With absolute power, Xi is allowed to curb anyone that he deems a “threat.” Due to such actions, the country ranks very low on rankings of freedom in media and of the internet (Cook & Truong, 2019). The conditions of internet freedoms are especially precarious. People are not allowed to use search engines such as Google, or social media apps such as WhatsApp. China is currently experimenting with digital surveillance where citizens are ranked for “good behaviour” and rewarded or discouraged (Mitchell & Dimond, 2018).

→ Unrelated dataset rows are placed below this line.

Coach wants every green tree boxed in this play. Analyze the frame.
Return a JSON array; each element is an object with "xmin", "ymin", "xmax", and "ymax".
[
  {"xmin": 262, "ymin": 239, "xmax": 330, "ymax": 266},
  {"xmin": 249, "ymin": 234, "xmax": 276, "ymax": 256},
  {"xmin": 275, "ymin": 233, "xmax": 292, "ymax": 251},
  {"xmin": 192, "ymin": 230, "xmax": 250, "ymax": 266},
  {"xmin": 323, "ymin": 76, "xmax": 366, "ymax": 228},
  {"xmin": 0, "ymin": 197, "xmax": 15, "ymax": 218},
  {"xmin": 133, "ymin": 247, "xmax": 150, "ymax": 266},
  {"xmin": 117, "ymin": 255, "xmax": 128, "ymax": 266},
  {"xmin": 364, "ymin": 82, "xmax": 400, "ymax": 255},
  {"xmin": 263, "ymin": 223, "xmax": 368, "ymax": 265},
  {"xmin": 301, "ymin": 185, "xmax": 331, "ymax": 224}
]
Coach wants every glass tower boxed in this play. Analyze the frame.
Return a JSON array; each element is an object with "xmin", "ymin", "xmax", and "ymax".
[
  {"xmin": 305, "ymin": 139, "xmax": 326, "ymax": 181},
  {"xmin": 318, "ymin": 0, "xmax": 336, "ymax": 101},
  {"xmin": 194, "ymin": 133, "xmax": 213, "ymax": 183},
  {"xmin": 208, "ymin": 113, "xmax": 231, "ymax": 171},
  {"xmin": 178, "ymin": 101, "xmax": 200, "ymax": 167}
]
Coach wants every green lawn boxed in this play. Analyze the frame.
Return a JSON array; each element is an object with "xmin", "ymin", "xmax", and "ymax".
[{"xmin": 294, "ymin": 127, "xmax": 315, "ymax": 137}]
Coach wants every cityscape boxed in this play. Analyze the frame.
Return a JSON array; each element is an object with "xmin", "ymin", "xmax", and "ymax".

Like his predecessors, Xi has an ideology rooted in communism and nationalism. His vision also discredits heterogeneous communities that have survived previous regimes. The latest example of this is the harsh treatment of Uyghur Muslims. Ethnically and religiously different from Han Chinese culture, Uyghurs have been forcefully “integrated.” Xi’s regime has launched a series of re-education measures, destroying the cultural fabric of the Uyghurs; many Uyghurs have been placed in internment camps and subjected to human rights violations (Landale, 2021).
Under this highly centralized and state-controlled environment, Xi has been able to cultivate an image that seems immune from criticism within China. The recent events of COVID-19 make it clear that Xi has the power to turn a disaster into his favour. It is widely speculated that China mishandled the COVID-19 virus in its early stages, causing it spread in Wuhan. However, it was effectively managed in later stages, but not before it had been allowed to escape China and become a global pandemic. Xi has remained a popular leader throughout. He has positioned China as a “victor” of the pandemic and has effectively shifted the blame to the US allegedly spreading the virus to China (The Washington Post, 2020).
In less than a decade, Xi has become a modern-day Mao. He has become the hope of a nation seeking its lost glory. Unlike Mao, Xi’s reforms and ambitions are modern and seek Chinese hegemony over the world. Like his predecessors, Xi has used oppressive measures to curb any opposition. His actions are hidden behind the populist rhetoric of nationalism, reformism, anti-corruption, and economic prosperity. His time in office is changing the identity of the Chinese regime. For many in the country, Xi’s presence assures that the CPC will remain in power for indefinite future.